La posture du « guérisseur blessé » porte pleinement l'inévitable question de la confiance dans le rapport du médecin et du malade, quand une posture objectiviste voudrait esquiver « l'insuffisance de l'existence », au sens où l'entend Viktor von Weizsäcker, et que les « ratés » d'une vie apparaîtraient comme l'excédent sans reste du traitement thérapeutique (Weizsäcker, 2011, p. 284-289). Quand « la maladie » véhicule l'image d'une « perfection » dont on est séparé[1] et la « santé mentale » celle d'une « perfectibilité » illimitée, Weizsäcker fait ainsi valoir que « le trait fondamental de la vie dite normale est qu'elle ne se déroule pas réellement sainement », qu'il s'agisse de la vie du corps ou de la vie sociale et politique en société (Weizsäcker, 2011, p. 13).

Des « maladies sociales »

La fécondité heuristique de la notion de « guérisseur blessé » s'éprouve, au-delà du strict champ de l'intervention psychanalytique, dans d'autres approches thérapeutiques, comme la Thérapie Sociale. Sociale, cette thérapie l'est, précisément, en tant qu'elle soigne là où la vie sociale et politique impacte notre vie émotionnelle et affective, dans les blessures individuelles et collectives, terreaux de la peur et de la haine. Pour accompagner vers la santé et la guérison les personnes et les groupes, le thérapeute doit rester conscient de ses propres blessures, « ne plus esquiver ses propres difficultés » (Jung, 1953, p. 57). Aussi ne considère-t-on pas ici qu'il est indemne des maladies sociales, telles que synthétisées par l'inventeur de la Thérapie Sociale, Charles Rojzman : la dépression, la sociopathie et la victimisation. Ces dernières représentent « la manifestation dans la société de malaises collectifs dont sont responsables, à la fois, les pathologies des individus et celles des institutions » (Rojzman, 2009, p. 185).

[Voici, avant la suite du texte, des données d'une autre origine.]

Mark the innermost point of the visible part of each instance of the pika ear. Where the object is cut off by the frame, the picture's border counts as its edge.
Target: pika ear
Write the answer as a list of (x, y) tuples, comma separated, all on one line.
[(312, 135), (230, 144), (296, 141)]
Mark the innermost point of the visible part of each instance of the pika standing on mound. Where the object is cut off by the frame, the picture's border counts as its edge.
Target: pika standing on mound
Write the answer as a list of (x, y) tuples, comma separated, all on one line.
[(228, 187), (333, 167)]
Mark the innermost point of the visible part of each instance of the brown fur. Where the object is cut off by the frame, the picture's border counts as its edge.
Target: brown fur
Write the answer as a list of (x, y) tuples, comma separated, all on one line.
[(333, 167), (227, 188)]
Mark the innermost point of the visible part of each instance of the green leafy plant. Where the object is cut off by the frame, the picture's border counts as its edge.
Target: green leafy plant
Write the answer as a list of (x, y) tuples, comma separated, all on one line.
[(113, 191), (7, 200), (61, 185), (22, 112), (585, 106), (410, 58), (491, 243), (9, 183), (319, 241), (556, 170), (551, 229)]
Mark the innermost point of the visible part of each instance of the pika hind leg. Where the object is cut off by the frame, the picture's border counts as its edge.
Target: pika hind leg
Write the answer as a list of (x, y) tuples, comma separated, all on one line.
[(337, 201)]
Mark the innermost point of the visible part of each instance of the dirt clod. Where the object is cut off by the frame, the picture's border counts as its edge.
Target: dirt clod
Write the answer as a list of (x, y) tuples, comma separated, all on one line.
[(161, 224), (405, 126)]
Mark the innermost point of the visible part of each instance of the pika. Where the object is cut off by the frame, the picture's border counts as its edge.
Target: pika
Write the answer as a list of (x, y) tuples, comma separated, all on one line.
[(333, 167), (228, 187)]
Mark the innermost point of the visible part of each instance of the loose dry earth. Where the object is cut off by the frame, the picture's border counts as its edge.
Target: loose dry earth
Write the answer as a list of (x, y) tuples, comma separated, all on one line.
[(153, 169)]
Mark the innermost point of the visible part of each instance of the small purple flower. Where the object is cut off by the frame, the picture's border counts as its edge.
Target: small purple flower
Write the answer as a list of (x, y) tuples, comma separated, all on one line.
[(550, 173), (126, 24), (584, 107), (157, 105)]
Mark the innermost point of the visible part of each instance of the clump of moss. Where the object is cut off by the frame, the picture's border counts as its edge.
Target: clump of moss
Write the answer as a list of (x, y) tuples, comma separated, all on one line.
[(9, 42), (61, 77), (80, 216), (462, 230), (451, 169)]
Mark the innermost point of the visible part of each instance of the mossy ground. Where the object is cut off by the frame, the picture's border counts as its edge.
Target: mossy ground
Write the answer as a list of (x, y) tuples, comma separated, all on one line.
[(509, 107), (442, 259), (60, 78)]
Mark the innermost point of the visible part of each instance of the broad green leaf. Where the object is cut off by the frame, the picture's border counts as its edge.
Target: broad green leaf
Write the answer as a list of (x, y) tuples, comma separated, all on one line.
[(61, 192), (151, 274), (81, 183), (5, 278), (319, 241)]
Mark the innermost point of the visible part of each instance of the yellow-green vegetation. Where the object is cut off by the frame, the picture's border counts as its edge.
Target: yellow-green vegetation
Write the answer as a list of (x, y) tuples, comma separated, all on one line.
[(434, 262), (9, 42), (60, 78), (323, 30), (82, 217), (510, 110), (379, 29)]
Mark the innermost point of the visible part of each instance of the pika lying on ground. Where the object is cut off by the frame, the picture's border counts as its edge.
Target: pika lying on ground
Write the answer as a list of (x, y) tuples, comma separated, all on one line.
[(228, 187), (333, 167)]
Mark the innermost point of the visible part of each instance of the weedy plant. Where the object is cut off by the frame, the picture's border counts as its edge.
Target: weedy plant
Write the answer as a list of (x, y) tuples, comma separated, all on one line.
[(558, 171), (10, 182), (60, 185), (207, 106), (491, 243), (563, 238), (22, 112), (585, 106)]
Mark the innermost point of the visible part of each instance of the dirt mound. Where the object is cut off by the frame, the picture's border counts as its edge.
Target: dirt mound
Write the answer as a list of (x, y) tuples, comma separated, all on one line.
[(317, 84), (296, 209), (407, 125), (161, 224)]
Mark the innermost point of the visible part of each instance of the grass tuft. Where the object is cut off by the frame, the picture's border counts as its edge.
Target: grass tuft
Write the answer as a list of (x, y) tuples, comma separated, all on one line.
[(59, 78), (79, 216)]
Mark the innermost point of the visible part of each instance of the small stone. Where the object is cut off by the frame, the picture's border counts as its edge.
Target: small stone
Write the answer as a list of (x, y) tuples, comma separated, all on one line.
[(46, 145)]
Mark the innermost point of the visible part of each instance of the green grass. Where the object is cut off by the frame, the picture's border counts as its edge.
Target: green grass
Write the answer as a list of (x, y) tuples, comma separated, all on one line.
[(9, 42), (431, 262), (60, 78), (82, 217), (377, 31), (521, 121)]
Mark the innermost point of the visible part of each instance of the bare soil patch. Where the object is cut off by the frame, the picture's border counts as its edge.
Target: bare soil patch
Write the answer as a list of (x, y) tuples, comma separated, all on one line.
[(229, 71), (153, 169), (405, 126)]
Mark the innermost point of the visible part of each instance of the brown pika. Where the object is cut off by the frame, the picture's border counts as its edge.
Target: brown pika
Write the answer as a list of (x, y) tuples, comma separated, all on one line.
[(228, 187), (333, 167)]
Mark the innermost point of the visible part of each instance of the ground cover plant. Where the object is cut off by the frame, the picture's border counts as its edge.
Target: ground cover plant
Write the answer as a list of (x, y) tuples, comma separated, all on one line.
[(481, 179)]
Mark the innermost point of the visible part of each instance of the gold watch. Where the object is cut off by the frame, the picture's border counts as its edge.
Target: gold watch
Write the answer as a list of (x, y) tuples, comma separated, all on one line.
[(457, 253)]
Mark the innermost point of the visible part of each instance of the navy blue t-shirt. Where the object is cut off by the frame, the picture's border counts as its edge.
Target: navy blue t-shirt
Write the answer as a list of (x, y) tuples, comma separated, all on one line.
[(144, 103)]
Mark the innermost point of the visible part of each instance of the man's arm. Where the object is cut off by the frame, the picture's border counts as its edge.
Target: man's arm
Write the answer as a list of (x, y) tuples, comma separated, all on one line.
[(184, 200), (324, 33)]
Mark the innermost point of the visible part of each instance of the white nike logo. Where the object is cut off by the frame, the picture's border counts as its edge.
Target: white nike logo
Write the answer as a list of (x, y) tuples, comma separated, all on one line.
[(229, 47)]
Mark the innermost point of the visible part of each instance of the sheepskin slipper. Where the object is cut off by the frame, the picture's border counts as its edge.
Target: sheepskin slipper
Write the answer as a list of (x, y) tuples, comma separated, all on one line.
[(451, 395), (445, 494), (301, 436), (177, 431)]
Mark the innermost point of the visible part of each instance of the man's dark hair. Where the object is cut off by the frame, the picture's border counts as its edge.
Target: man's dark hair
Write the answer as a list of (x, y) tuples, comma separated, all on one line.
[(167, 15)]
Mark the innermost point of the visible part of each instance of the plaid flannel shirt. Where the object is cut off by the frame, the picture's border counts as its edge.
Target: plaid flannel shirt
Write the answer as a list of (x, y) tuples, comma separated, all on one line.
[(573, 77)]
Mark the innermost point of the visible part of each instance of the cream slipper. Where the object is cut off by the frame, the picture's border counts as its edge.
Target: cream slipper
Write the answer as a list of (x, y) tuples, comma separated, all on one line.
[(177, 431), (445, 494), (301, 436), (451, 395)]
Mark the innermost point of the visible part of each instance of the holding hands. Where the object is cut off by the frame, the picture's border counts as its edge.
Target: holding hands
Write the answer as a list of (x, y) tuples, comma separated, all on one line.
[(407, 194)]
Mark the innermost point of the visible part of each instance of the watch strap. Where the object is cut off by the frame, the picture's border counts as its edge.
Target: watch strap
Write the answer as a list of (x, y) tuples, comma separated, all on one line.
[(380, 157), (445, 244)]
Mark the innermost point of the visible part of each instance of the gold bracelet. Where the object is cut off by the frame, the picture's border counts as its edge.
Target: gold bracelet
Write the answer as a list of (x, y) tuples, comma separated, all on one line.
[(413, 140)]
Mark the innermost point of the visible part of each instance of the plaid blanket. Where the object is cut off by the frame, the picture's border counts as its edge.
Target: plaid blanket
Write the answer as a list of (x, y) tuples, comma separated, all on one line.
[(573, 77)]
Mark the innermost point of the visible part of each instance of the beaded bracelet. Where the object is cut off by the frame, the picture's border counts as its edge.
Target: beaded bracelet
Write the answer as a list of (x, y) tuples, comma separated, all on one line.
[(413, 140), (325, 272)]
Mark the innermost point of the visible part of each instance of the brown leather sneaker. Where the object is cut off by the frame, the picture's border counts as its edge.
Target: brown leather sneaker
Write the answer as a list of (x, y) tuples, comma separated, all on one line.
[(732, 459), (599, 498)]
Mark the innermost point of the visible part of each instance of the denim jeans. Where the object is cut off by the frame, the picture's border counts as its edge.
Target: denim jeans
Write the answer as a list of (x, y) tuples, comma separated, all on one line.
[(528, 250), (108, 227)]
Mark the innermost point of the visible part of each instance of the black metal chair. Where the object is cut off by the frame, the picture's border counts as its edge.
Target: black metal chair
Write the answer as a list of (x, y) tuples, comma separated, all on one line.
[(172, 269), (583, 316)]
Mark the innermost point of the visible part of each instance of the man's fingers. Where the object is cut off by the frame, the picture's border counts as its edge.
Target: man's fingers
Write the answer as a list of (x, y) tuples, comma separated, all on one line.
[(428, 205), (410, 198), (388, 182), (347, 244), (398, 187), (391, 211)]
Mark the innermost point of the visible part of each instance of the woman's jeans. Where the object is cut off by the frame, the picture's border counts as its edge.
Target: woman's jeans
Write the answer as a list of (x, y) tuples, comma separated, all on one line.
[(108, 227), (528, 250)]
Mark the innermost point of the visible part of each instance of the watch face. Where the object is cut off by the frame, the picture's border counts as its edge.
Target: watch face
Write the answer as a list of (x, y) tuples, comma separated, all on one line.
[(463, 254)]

Références et compléments bibliographiques

  • Canguilhem, Georges, 2002, Écrits sur la médecine, Paris, Seuil, coll. « Champ Freudien ».
  • Guggenbühl-Craig, Adolf, 1985, Pouvoir et relation d'aide, Paris, Pierre Mardaga éditeur.
  • Jung, Carl Gustav, 1953, La Guérison psychologique, Genève, Librairie de l'Université Georg et Cie.
  • Kureishi, Hanif, 1998, Intimité, Paris, Christian Bourgois, coll. « 10/18 ».
  • Monbourquette, Jean, 2009, Le guérisseur blessé, Toronto, Novalis-Bayard.
  • Rojzman, Charles, 2009, Bien vivre avec les autres. Une nouvelle approche : la thérapie sociale, Paris, Larousse, coll. « L'univers psychologique ».
  • Stephens, James, 2001, Deirdre, Rennes, Terre de Brume, coll. « Bibliothèque irlandaise ».
  • Weizsäcker, Viktor von, 2011, Pathosophie, Grenoble, Jérôme Millon, coll. « Krisis » (1re éd. allemande, 1956).

Notes

  1. Cette représentation au long cours a été déconstruite par Georges Canguilhem dans une intervention de 1988 : « La santé : concept vulgaire et question philosophique » (Canguilhem, 2002, p. 49-68).